While the city made its 2020 payment of $650,000 on the stadium bonds, even as the pandemic forced the cancellation of all minor-league baseball, future payments are unclear, according to Connelly.
Under an agreement between the city and Ambac, subject to various approvals, Harrisburg will defease the stadium bonds and pay upfront toward the forbearance liability in return for a nearly $2 million credit toward the forbearance liability and lowered interest. The city could also receive up to a 38% credit for any forbearance prepayments of up to $1 million.
“We’d love to have a lower interest rate than 5%. That’s what we were able to end up with,” Connelly said. “It’s definitely an improvement over 6.75%, and I think the ultimate goal. Now that the city’s taxing powers have been extended, is that the city can re-enter the debt markets with and lower that interest rate through a brand-new bond.”
While defeasance requires an upfront outlay of $5.75 million, the city stands to realize about $4.3 million in present value savings.
State lawmakers extended the earned income tax indefinitely and the local services tax for another 10 years, after which the city will retain half of the LST taxing power for five years.
Taxing powers under Act 47 enable distressed cities to assess these levies above state limits. An elevated LST shares the burden with non-residents, serving as a de-facto commuter tax.
The glut of tax-exempt property, a dynamic at many state capitals, “is more extreme here,” Papenfuse said. As the relatively small capital of a large state, roughly half the city’s property is tax-exempt, and the city’s poverty rate is nearly 30%.
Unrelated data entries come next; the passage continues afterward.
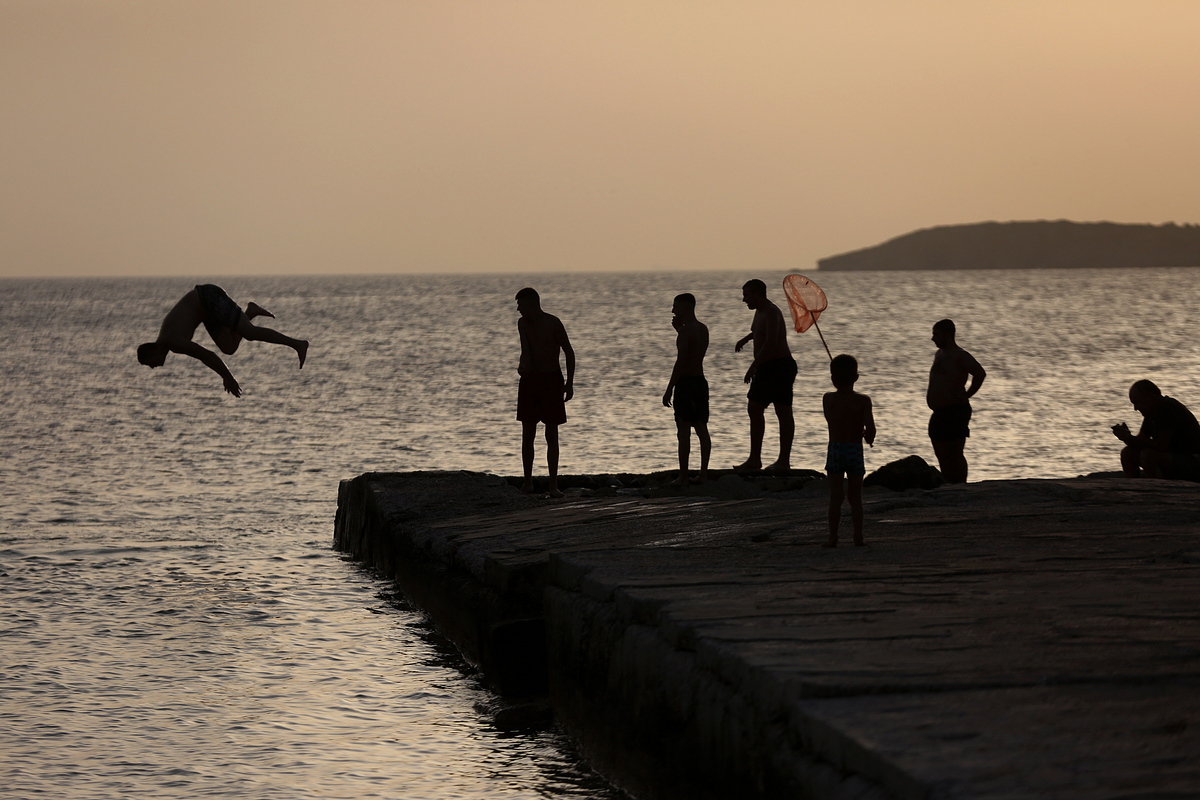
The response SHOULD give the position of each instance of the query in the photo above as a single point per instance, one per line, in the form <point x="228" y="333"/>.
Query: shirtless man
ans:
<point x="689" y="386"/>
<point x="543" y="395"/>
<point x="226" y="324"/>
<point x="948" y="400"/>
<point x="771" y="377"/>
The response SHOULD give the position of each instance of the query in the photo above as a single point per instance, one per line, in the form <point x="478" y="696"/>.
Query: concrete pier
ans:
<point x="999" y="639"/>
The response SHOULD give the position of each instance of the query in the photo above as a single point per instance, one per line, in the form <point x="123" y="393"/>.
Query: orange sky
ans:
<point x="250" y="137"/>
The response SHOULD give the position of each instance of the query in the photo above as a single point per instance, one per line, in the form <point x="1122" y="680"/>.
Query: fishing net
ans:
<point x="805" y="300"/>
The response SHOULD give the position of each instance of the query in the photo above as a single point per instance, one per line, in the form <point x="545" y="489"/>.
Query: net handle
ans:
<point x="822" y="337"/>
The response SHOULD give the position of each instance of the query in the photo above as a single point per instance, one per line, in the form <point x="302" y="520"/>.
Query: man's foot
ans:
<point x="253" y="310"/>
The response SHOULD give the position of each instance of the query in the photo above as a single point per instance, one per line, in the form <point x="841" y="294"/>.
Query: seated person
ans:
<point x="1168" y="444"/>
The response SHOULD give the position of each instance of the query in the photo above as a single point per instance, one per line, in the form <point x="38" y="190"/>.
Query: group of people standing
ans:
<point x="1167" y="445"/>
<point x="954" y="378"/>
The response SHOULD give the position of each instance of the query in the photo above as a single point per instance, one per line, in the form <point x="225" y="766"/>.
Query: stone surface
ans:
<point x="999" y="639"/>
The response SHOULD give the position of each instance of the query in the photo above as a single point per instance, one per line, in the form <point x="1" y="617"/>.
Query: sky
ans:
<point x="289" y="137"/>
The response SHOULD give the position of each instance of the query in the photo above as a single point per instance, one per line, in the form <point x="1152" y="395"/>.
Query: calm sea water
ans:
<point x="173" y="618"/>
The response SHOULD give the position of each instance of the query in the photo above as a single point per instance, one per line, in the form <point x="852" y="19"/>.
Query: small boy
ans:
<point x="851" y="421"/>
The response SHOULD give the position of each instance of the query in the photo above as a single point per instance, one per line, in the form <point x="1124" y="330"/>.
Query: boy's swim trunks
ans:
<point x="540" y="398"/>
<point x="690" y="400"/>
<point x="845" y="457"/>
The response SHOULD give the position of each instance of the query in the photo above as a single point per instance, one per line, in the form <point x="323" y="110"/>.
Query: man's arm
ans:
<point x="973" y="370"/>
<point x="869" y="428"/>
<point x="683" y="349"/>
<point x="569" y="355"/>
<point x="210" y="360"/>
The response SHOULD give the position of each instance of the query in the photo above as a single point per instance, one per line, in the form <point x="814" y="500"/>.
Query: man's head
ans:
<point x="943" y="332"/>
<point x="153" y="354"/>
<point x="528" y="300"/>
<point x="684" y="307"/>
<point x="754" y="293"/>
<point x="844" y="371"/>
<point x="1145" y="396"/>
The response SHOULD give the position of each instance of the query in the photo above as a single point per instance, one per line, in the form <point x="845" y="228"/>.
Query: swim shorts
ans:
<point x="951" y="422"/>
<point x="690" y="400"/>
<point x="773" y="382"/>
<point x="220" y="312"/>
<point x="540" y="398"/>
<point x="845" y="457"/>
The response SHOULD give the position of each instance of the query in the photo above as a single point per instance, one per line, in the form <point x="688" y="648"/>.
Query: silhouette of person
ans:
<point x="541" y="394"/>
<point x="1168" y="444"/>
<point x="227" y="325"/>
<point x="688" y="388"/>
<point x="851" y="422"/>
<point x="771" y="377"/>
<point x="948" y="398"/>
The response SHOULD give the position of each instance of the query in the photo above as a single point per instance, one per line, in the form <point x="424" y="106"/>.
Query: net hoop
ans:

“The linkage of the extension of the taxing authority to refinancing debt is a good way to frame the plan,” municipal bond analyst Joseph Krist said. “This is a way for the state to help out without additional cash, especially since it’s the local elected officials asking for the authority. On the political side. It's a win-win.”
While Harrisburg leased its municipal parking system to a private operator under a 40-year deal as part of the recovery plan, Moody’s Investors Service on Nov. 23 downgraded to junk-level Ba2 from Baa3 the Pennsylvania Economic Development Finance Authority’s Series 2013 parking system revenue bonds.
Proceeds from that bond sale helped pay down Harrisburg’s debt.
Moody’s cited “very narrow liquidity for the project as a whole,” with complete dependence on the commonwealth's monthly lease payment. One month earlier, Fitch Ratings lowered the bonds to BB-minus.
Harrisburg, like other cities, is coping with the ravages of the COVID-19 pandemic. The city’s 13% positivity rate earlier this month was higher than 91% of U.S. cities. “That’s off the charts,” Papenfuse said.
The hiring of Connelly as an outside fiduciary advisor with an independent voice, through what Papenfuse called a “thorough” request for proposals process, marks another break from the past. The city pays Connelly on a per-hour retainer.
“Harrisburg, historically, and one of the reasons we ended up in the debt crisis that we did, had a lot of financial advisors that basically were paid based on the deals,” Papenfuse said.
“For instance, they’d enter into a swap deal or something regarding the school district, but the real reason would be to generate fees, which would then go into the general fund to purchase artifacts and other ulterior motives.”